Discussion in 'Emergencies / Diseases / Injuries and Cures' started by Livipedia, Jan 9, 2014.

  1. Livipedia

    Livipedia Out Of The Brooder

    Nov 25, 2013
    Hi everyone. I have 6 chickens, all 8 weeks old.

    When I got them as chicks from the breeder, she said they had all been vaccinated for mareks, but not cocci, so I should get them on a medicated water solution right away (they don't sell medicated feed.) They did fine, and at the end of five weeks, as the bottle directed, I took them off the ampro. They were fine for about a week and then I noticed blood in the stools and they were acting sluggish. Now I'm treating with ampro again, and there is no more blood and the chickens seem fine. I am worried they aren't eating enough, though.

    I've never dealt with younger chickens before, so I am clueless as to what to do. Is this going to come back every time I take them off the meds?
  2. Eggcessive

    Eggcessive True BYC Addict

    Apr 3, 2011
    southern Ohio
    Do you have them on the ground now? It takes until from age 11 to 20 weeks for chickens to develop immunity from coccidiosis. I have never had coccidiosis in my chicks before, but I put a piece of sod from my chicken yard in with baby chicks from day 1--they play with it, chew it, and get exposed gradually to cocci. Those who do recommend preventative treatment usually do it every 3 weeks at the preventative dose until a certain age. Make sure that when you complete a treatment that you give your chickens probiotics and vitamins for a few days afterward to help their gut bacteria. Keep all feeders and waterers free of poo. Here are 2 good links on dosage for prevention and on the disease:
  3. Michael Apple

    Michael Apple Overrun With Chickens

    Mar 6, 2008
    Northern California
    It is wise to use a preventative dose of Amprolium beginning at 2-3 weeks up until at least 7 months of age. Cocci oocysts can sporulate and become airborne, or naturally occur in droppings, so they don't need to come in contact with soil to ingest the protozoa. What happens is intestinal damage if left untreated for too long, and enteritis happens. They lose appetite, and enough damage will kill the birds as they dehydrate, and starve themselves.

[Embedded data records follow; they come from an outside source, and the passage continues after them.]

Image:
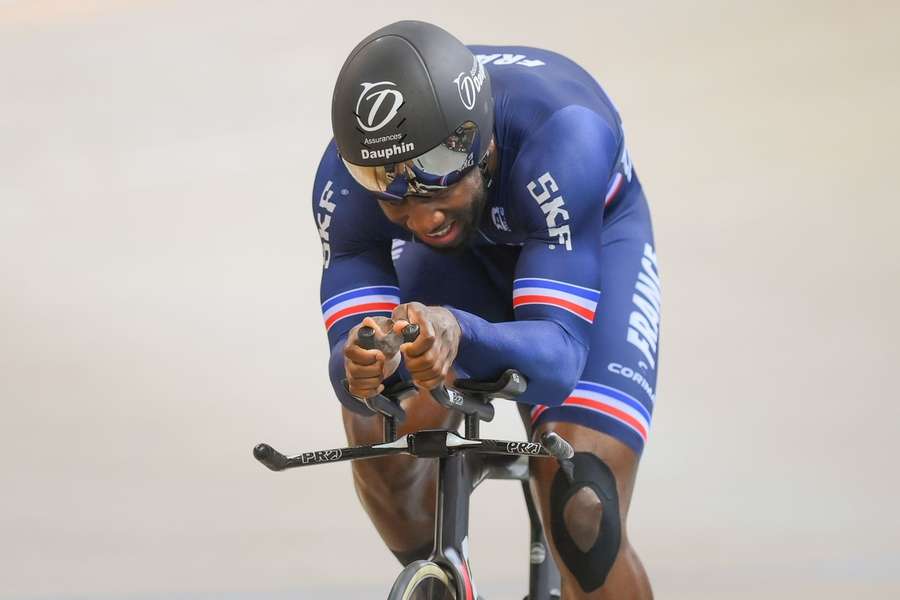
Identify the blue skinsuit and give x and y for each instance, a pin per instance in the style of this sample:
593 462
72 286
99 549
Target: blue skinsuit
561 280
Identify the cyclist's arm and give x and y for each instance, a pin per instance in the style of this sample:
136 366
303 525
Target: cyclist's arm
358 277
560 180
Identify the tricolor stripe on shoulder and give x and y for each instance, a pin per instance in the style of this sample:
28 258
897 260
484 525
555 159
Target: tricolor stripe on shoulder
364 300
580 301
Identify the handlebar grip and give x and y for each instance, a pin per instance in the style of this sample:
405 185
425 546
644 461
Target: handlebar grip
557 446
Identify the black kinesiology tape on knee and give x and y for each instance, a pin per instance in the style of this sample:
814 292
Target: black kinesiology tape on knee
589 568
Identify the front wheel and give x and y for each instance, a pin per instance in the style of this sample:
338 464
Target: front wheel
422 580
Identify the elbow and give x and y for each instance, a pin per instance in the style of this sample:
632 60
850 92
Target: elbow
561 372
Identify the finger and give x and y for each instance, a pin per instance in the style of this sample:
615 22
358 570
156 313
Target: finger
361 356
400 325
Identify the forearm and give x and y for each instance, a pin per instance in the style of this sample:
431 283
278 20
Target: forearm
549 357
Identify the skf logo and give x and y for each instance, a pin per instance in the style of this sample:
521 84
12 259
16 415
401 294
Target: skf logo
469 84
377 117
498 217
323 221
556 216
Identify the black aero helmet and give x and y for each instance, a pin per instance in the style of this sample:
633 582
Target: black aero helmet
412 110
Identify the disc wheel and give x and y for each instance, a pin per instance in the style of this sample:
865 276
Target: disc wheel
423 580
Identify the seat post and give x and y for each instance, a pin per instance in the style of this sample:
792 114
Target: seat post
473 425
390 428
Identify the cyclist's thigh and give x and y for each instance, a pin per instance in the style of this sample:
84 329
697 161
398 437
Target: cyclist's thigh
616 393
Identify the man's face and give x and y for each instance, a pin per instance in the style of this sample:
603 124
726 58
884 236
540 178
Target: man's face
446 221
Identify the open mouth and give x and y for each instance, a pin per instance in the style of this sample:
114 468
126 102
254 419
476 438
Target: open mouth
443 235
442 231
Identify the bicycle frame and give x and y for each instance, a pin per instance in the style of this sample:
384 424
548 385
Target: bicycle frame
463 463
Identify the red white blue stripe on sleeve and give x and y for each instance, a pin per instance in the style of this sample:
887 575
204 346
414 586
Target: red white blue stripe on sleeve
364 300
580 301
607 401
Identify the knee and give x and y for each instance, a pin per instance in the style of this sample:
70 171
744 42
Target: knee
584 519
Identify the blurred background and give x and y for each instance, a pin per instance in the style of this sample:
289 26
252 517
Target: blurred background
159 313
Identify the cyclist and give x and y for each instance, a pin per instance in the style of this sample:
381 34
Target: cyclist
486 194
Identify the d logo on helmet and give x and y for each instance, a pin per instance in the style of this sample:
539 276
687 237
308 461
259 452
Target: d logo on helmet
371 121
469 84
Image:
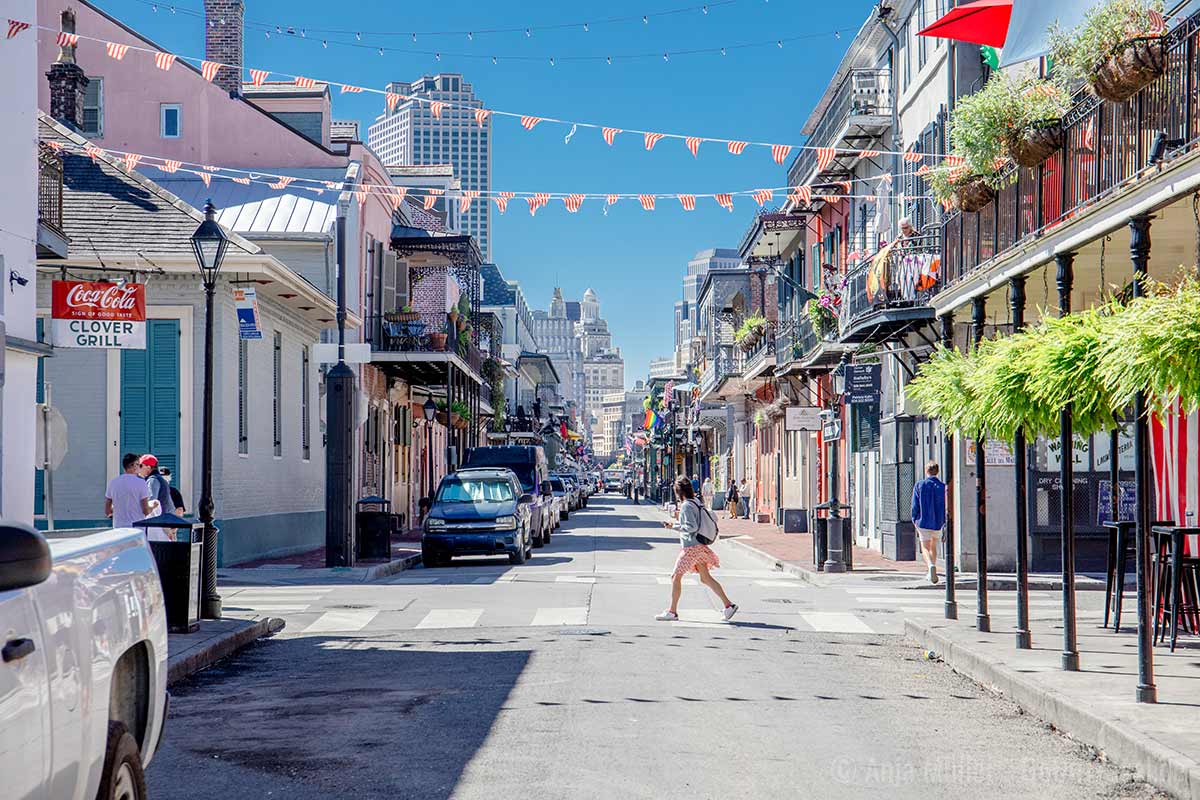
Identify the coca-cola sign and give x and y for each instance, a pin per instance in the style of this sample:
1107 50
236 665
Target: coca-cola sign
99 314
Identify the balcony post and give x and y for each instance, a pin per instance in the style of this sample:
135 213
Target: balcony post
1020 461
983 621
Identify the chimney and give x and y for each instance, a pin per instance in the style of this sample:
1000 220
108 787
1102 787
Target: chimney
67 82
222 41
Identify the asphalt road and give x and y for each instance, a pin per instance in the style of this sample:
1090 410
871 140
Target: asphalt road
552 680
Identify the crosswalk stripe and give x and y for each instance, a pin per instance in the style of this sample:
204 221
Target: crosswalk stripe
835 623
341 620
451 618
577 615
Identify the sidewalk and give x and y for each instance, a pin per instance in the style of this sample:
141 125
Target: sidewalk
1095 705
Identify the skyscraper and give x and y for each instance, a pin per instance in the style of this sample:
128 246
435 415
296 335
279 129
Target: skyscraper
409 134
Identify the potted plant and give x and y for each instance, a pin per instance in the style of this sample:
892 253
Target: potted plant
1119 49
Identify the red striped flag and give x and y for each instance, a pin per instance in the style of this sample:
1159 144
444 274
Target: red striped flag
825 157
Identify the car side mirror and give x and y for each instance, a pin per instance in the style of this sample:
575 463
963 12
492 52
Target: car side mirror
24 557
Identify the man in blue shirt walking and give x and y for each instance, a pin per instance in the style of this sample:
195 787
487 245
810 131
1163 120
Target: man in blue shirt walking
929 516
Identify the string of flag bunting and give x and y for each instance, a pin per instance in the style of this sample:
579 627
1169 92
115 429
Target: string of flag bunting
209 70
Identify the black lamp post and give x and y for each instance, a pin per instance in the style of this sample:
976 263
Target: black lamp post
209 242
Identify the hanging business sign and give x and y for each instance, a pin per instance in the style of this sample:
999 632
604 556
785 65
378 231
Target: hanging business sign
246 301
95 314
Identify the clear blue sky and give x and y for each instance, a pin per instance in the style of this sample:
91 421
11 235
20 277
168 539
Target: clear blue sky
633 258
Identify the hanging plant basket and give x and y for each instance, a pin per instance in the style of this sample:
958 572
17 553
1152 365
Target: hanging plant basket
972 194
1036 143
1129 68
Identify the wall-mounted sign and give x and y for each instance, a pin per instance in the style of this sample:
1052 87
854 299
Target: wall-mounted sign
99 316
246 301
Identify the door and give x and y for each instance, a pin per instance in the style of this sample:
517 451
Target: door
150 395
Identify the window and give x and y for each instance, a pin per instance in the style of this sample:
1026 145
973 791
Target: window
276 380
94 108
243 400
169 120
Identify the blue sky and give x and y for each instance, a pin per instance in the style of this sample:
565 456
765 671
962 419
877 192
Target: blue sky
633 258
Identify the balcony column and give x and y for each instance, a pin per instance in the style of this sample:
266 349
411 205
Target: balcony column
1020 461
952 605
983 620
1139 252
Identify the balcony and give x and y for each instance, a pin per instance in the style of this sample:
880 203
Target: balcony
1104 154
889 293
857 114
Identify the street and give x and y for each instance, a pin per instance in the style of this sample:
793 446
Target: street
552 680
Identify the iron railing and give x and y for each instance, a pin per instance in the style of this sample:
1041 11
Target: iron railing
1105 149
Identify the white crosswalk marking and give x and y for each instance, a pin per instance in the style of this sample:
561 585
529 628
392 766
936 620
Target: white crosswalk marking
342 621
451 618
835 623
577 615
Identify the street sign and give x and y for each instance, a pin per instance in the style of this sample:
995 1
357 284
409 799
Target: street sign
802 417
95 314
863 384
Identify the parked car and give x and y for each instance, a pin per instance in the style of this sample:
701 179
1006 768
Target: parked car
83 678
481 511
528 462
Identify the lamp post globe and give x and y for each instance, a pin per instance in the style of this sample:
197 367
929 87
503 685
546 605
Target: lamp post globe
209 244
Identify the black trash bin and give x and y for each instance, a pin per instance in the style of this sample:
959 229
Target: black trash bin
372 528
179 569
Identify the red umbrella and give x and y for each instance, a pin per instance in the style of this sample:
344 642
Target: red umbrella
983 22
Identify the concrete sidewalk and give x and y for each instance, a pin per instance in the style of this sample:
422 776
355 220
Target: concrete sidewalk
1095 705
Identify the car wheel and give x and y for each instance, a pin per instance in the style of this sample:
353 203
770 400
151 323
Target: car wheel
123 777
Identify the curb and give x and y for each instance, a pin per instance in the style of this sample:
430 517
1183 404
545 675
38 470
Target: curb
221 648
1156 763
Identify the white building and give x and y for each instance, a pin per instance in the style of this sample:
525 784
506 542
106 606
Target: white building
409 134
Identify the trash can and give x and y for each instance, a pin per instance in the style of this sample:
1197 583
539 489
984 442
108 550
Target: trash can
372 528
179 569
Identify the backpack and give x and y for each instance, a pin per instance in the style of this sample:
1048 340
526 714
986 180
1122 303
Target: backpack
708 533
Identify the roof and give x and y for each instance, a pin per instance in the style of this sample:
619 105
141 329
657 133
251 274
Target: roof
109 211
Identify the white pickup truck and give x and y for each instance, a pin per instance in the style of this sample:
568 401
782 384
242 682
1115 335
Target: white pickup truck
83 665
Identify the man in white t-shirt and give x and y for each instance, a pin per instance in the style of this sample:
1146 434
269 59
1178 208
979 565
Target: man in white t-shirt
127 498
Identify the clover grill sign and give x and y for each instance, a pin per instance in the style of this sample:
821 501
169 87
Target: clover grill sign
96 314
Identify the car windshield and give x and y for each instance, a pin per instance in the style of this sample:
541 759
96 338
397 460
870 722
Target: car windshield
475 489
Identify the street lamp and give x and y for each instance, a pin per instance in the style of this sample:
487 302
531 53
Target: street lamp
209 242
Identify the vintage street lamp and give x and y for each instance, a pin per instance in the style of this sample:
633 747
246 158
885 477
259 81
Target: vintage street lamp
209 242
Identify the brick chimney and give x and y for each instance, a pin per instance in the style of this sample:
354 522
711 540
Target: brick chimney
67 82
223 40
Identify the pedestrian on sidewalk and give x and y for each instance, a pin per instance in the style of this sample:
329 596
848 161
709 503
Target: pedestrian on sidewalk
694 523
929 516
127 497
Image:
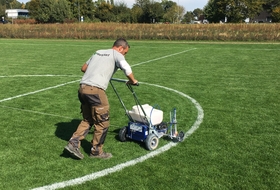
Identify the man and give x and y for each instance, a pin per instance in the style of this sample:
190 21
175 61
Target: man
98 71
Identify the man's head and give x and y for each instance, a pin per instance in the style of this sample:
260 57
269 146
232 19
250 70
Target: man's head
121 46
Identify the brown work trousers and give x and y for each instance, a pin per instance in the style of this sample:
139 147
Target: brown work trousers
95 110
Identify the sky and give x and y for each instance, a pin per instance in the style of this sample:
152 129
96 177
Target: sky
189 5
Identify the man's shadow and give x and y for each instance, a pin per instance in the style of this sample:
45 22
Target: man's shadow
65 130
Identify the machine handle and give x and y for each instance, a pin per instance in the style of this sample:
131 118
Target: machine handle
125 81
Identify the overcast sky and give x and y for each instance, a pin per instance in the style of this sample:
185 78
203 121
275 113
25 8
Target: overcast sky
189 5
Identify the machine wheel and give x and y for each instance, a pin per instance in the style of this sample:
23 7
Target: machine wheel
122 134
151 142
181 136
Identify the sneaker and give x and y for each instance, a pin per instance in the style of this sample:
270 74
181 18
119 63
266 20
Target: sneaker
104 155
74 151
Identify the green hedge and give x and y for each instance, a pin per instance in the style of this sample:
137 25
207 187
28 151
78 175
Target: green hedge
190 32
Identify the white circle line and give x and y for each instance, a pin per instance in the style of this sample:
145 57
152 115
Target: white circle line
121 166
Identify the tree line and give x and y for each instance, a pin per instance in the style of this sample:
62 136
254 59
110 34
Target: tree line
142 11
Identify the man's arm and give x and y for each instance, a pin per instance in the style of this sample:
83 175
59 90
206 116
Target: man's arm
84 68
131 78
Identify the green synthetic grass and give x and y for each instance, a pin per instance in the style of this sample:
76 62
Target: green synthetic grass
236 147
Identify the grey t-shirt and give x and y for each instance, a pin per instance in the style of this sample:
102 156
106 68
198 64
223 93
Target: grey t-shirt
101 67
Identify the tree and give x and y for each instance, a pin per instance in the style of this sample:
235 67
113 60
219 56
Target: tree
172 14
122 13
49 11
136 14
104 12
276 14
214 10
155 12
188 17
197 13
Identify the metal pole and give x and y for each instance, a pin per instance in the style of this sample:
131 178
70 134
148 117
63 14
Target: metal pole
79 10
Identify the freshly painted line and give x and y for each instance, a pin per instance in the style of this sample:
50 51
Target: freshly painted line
13 76
163 57
36 112
44 89
121 166
95 175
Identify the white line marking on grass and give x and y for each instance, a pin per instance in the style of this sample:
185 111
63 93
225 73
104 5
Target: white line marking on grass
121 166
47 75
163 57
44 89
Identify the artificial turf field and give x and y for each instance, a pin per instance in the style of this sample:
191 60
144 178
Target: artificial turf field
227 97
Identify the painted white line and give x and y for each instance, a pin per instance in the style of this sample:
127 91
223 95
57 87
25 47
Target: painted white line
95 175
121 166
47 75
163 57
44 89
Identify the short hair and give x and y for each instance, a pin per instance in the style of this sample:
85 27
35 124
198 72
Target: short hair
121 42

    They should be dosed with the preventative amount of 1 tsp if it is 9.6% liquid, or 1/2 tsp if it is 20% powder per gallon of water, every 3 weeks, 5 days in a row. After the last day of preventative treatment with Amprolium, it is wise to use vitamin and probiotic dispersible powder in waterers for 3 days.

    Here's an article I suggest you read:

    Good luck. I hope you get things under control.
    Last edited: Jan 9, 2014
  4. casportpony

    casportpony Team Tube Feeding Captain & Poop Inspector General Premium Member Project Manager

    Jun 24, 2012
    My Coop
    FDA recommendations:
    Indications: For the treatment of coccidiosis.
    Amount: Administer at the 0.012 percent level in drinking water as soon as coccidiosis is diagnosed and continue for 3 to 5 days (in severe outbreaks, give amprolium at the 0.024 percent level); continue with 0.006 percent amprolium-medicated water for an additional 1 to 2 weeks."

    And this link has these instructions:
    "Poultry - as Soon As Caecal Coccidiosis Is Diagnosed, Give 0.024% Amprolium In The Drinking Water For 5 To 7 Days. Continue The Treatment With 0.006% Amprolium Medicated Water For An Additional One To Two Weeks. No Other Source Of Drinking Water Should Be Available To The Birds During This Time."

    The preventative dose (.006%) for Corid Powder is 1/3 teaspoon.
    The preventative dose (.006%) for Corid liquid is 1/2 teaspoon.

    The moderate outbreak dose (.012%) for Corid Powder is 3/4 teaspoon.
    The moderate outbreak dose (.012%) for Corid liquid is 1 teaspoon.

    The severe outbreak dose (.024%) for Corid Powder is 1.5 teaspoons
    The severe outbreak dose (.024%) for Corid liquid is 2 teaspoon.

    More info here:

    1 person likes this.
  5. ten chicks

    ten chicks Chillin' With My Peeps

    May 9, 2013
    You probably have not been using the severe outbreak dose,this is why chicks have not been able to overcome coccidiosis overload. Kathy has posted the dose you should be using.
    1 person likes this.
  6. Livipedia

    Livipedia Out Of The Brooder

    Nov 25, 2013
    Thanks everyone, I'll keep up with the treatment and keeping their immunity up. They seem to be doing much better.